A Broad Analysis of Ultrasound Imaging for Ovarian Cyst Detection using Advanced Artificial Intelligence Techniques


Abstract


When it comes to the endocrine and reproductive systems of females, the ovaries are crucial. They emit vital hormones which are necessary for proper development of female and increase healthy fertility. As a gynecological cancer, ovarian cancer (OC) ranks first in terms of mortality rate and is the seventh most mutual cancer in women overall. It is also the eighth most common cancer killer in the world.
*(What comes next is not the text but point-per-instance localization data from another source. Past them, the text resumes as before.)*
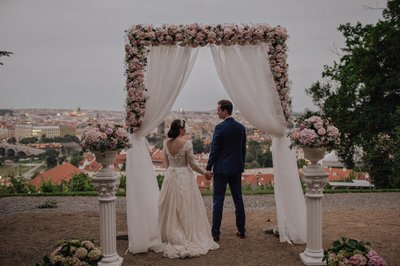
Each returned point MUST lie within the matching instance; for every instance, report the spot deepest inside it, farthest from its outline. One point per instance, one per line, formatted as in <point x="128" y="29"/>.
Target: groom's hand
<point x="208" y="175"/>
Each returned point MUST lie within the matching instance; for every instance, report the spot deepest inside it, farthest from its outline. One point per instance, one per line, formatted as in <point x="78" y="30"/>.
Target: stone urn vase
<point x="106" y="158"/>
<point x="314" y="155"/>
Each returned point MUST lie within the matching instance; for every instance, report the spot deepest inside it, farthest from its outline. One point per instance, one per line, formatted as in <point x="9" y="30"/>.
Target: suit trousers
<point x="220" y="182"/>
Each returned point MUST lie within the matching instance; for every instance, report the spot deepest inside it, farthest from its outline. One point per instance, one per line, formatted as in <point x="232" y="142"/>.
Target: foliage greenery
<point x="361" y="95"/>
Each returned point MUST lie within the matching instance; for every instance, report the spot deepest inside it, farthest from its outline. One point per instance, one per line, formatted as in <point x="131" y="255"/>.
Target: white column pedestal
<point x="106" y="182"/>
<point x="315" y="179"/>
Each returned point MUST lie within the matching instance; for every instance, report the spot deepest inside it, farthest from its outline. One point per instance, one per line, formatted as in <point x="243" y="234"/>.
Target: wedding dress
<point x="183" y="221"/>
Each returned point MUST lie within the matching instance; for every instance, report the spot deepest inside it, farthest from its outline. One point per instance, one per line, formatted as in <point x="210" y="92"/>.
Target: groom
<point x="226" y="161"/>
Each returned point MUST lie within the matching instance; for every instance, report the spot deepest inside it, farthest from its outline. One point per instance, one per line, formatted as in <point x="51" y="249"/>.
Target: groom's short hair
<point x="226" y="105"/>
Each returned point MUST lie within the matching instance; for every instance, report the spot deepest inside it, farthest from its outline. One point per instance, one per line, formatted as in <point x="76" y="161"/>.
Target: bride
<point x="183" y="221"/>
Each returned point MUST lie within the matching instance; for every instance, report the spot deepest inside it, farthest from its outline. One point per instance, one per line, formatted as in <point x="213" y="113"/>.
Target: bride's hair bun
<point x="176" y="125"/>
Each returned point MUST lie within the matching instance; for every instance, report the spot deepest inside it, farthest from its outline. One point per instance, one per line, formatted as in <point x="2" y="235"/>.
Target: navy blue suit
<point x="226" y="160"/>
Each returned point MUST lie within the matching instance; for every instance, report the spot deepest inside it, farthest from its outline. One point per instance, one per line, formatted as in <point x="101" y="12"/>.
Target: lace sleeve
<point x="191" y="161"/>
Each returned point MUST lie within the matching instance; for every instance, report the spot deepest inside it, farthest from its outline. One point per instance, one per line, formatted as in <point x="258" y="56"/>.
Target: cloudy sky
<point x="70" y="54"/>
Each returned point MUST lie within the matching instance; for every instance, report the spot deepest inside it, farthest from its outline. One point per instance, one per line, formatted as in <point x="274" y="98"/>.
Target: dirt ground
<point x="26" y="237"/>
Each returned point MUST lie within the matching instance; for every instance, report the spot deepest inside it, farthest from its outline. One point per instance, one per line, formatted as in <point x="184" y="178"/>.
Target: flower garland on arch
<point x="140" y="37"/>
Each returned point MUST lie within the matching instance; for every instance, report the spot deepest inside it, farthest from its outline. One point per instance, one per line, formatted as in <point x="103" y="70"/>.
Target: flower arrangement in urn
<point x="73" y="252"/>
<point x="314" y="132"/>
<point x="105" y="137"/>
<point x="352" y="252"/>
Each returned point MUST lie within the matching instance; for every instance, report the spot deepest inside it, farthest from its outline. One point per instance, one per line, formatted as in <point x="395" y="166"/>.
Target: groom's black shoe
<point x="216" y="238"/>
<point x="240" y="235"/>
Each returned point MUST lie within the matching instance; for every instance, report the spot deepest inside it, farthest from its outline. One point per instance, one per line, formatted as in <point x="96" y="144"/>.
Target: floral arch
<point x="140" y="37"/>
<point x="145" y="52"/>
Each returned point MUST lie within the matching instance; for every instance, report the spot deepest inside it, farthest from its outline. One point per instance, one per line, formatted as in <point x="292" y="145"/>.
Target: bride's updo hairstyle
<point x="176" y="125"/>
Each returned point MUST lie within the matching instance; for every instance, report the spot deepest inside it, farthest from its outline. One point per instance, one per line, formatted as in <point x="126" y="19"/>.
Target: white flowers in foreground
<point x="314" y="132"/>
<point x="105" y="137"/>
<point x="73" y="252"/>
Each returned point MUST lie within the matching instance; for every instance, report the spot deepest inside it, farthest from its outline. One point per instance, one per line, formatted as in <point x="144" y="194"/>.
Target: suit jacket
<point x="228" y="148"/>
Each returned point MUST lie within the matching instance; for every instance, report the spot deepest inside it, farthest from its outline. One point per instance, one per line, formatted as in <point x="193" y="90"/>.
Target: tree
<point x="4" y="53"/>
<point x="361" y="92"/>
<point x="76" y="159"/>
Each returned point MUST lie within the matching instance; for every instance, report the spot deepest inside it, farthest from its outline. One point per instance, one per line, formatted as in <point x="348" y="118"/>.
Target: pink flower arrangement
<point x="314" y="132"/>
<point x="105" y="137"/>
<point x="352" y="252"/>
<point x="140" y="37"/>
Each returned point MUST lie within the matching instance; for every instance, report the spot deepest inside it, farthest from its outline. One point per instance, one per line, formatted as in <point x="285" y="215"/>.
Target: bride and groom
<point x="183" y="221"/>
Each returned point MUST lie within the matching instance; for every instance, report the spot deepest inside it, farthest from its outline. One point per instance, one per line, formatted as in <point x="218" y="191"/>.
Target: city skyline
<point x="70" y="54"/>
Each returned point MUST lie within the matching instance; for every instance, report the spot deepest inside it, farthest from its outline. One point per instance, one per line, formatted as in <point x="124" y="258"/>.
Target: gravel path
<point x="253" y="203"/>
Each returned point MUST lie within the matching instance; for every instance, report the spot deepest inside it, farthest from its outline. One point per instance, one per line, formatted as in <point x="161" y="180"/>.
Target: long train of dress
<point x="184" y="226"/>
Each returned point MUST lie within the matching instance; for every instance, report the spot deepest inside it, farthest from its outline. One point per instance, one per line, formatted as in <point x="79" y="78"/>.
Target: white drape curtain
<point x="167" y="72"/>
<point x="246" y="75"/>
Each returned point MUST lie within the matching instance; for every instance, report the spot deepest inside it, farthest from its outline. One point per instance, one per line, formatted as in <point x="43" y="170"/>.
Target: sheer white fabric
<point x="247" y="78"/>
<point x="167" y="71"/>
<point x="183" y="221"/>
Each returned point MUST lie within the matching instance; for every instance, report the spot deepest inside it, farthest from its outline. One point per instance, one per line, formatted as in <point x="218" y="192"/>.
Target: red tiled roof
<point x="57" y="175"/>
<point x="93" y="167"/>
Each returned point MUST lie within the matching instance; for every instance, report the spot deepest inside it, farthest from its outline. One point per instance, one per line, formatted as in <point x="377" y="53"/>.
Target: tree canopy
<point x="361" y="94"/>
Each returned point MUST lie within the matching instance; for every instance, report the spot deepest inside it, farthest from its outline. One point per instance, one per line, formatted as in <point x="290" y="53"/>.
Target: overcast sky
<point x="70" y="53"/>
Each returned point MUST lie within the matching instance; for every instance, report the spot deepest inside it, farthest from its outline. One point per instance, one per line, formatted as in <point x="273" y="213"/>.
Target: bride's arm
<point x="192" y="162"/>
<point x="166" y="162"/>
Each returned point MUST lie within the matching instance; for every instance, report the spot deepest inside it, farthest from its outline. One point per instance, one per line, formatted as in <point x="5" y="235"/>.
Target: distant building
<point x="57" y="175"/>
<point x="24" y="131"/>
<point x="67" y="130"/>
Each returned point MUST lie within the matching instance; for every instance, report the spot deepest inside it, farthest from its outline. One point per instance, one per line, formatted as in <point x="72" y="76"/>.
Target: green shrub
<point x="80" y="182"/>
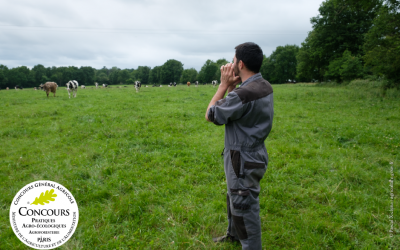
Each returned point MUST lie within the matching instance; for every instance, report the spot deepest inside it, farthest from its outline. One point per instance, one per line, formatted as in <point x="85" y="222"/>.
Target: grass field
<point x="146" y="171"/>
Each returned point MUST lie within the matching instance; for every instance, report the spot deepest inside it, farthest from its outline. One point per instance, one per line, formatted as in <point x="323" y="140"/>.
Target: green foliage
<point x="280" y="66"/>
<point x="382" y="46"/>
<point x="341" y="25"/>
<point x="345" y="68"/>
<point x="171" y="71"/>
<point x="145" y="168"/>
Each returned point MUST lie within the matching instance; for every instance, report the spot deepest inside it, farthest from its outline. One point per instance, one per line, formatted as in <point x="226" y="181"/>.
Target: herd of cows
<point x="72" y="86"/>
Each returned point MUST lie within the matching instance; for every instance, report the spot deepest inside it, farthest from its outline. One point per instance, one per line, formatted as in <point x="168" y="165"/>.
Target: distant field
<point x="147" y="173"/>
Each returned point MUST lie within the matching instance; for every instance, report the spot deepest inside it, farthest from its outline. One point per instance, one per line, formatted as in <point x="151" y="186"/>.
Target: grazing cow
<point x="137" y="86"/>
<point x="49" y="87"/>
<point x="72" y="86"/>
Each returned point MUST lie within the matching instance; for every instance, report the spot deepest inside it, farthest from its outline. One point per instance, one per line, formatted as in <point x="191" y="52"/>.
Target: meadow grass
<point x="146" y="171"/>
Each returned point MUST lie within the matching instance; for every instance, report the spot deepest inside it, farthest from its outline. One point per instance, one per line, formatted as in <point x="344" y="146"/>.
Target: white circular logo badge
<point x="44" y="215"/>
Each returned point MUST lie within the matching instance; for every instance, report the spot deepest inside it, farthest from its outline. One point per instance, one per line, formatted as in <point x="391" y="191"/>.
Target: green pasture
<point x="146" y="171"/>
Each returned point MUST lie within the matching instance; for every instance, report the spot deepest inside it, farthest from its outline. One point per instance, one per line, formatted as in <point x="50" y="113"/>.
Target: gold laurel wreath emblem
<point x="44" y="198"/>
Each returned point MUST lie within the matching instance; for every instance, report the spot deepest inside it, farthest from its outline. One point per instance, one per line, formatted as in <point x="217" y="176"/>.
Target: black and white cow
<point x="72" y="86"/>
<point x="137" y="86"/>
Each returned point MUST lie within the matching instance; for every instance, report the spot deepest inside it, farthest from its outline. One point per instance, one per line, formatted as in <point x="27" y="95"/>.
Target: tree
<point x="208" y="71"/>
<point x="281" y="64"/>
<point x="341" y="25"/>
<point x="382" y="44"/>
<point x="171" y="71"/>
<point x="345" y="68"/>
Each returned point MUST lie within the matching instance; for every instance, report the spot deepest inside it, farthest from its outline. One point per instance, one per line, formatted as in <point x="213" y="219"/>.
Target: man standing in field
<point x="247" y="113"/>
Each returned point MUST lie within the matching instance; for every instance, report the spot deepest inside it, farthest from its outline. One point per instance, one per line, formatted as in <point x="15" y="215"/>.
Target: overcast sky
<point x="128" y="34"/>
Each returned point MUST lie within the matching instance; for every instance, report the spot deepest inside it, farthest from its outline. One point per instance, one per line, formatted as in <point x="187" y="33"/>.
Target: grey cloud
<point x="127" y="34"/>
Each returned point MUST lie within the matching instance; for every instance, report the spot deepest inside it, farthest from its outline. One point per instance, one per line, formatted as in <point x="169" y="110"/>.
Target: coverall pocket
<point x="235" y="159"/>
<point x="238" y="223"/>
<point x="254" y="172"/>
<point x="240" y="199"/>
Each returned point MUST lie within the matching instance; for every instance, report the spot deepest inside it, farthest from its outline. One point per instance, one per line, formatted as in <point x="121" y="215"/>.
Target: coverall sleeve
<point x="228" y="109"/>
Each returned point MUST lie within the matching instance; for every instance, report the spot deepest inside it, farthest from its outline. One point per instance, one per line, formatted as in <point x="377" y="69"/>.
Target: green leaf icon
<point x="44" y="198"/>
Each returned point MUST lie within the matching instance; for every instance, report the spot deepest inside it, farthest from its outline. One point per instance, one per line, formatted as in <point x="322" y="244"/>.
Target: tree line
<point x="170" y="71"/>
<point x="350" y="39"/>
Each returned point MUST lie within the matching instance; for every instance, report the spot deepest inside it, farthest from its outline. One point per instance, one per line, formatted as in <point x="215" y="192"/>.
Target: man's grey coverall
<point x="247" y="113"/>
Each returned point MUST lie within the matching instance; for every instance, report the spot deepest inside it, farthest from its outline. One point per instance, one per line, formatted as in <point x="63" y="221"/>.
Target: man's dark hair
<point x="251" y="55"/>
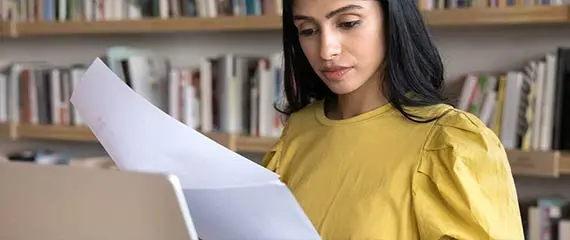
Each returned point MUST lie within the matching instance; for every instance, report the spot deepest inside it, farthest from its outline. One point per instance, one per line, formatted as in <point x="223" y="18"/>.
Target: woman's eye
<point x="347" y="25"/>
<point x="307" y="32"/>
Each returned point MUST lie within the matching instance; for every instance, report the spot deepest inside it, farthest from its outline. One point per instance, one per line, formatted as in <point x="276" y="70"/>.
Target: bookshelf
<point x="499" y="16"/>
<point x="151" y="25"/>
<point x="435" y="18"/>
<point x="83" y="134"/>
<point x="536" y="164"/>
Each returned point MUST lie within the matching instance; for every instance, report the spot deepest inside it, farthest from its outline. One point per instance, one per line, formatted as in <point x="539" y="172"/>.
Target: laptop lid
<point x="61" y="202"/>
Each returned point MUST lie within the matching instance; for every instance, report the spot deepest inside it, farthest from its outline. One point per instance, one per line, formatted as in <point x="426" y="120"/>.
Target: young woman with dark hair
<point x="370" y="148"/>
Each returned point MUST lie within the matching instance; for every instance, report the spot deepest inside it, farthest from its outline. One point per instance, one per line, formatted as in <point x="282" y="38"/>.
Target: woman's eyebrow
<point x="332" y="13"/>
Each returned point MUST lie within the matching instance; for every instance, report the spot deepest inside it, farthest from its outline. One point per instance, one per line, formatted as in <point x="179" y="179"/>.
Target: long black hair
<point x="413" y="70"/>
Extra fluid-filled sacs, known as cysts, can develop in or on the ovaries on occasion. There are a lot of benign ovarian cysts. But a small percentage of these are cancerous, therefore early detection and treatment are crucial. Nearly 60% of OC cases are identified after they have progressed to a more advanced stage, even though modern technology has enabled more precise laboratory and radiographic diagnostic testing. The key prognostic factor is still early diagnosis because of the significant death rate in advanced stages of OC. The use of ultrasound, also known as sonography, has been a game-changer for the way doctors diagnose, care for, and treat their patients. Highlighting the significance of sonographic evaluation, the critical role of the operator's experience, potential visibility limits, the status and requirement of quality assurance protocols that health workers must shadow, and finally cumulative the positive predictive value are the main aims of this work, which primarily focuses on sonographic tasks in ovarian cancer screening. Furthermore, this study also reviews the topic of cyst detection using Deep Learning, an AI-based system. An overview of the current models is provided, followed by a discussion of potential future studies for detection.




Keywords


Ovarian Cancer; Cysts; Artificial Intelligence; Deep Learning; Ultrasound; Fluids; Healthy Fertility.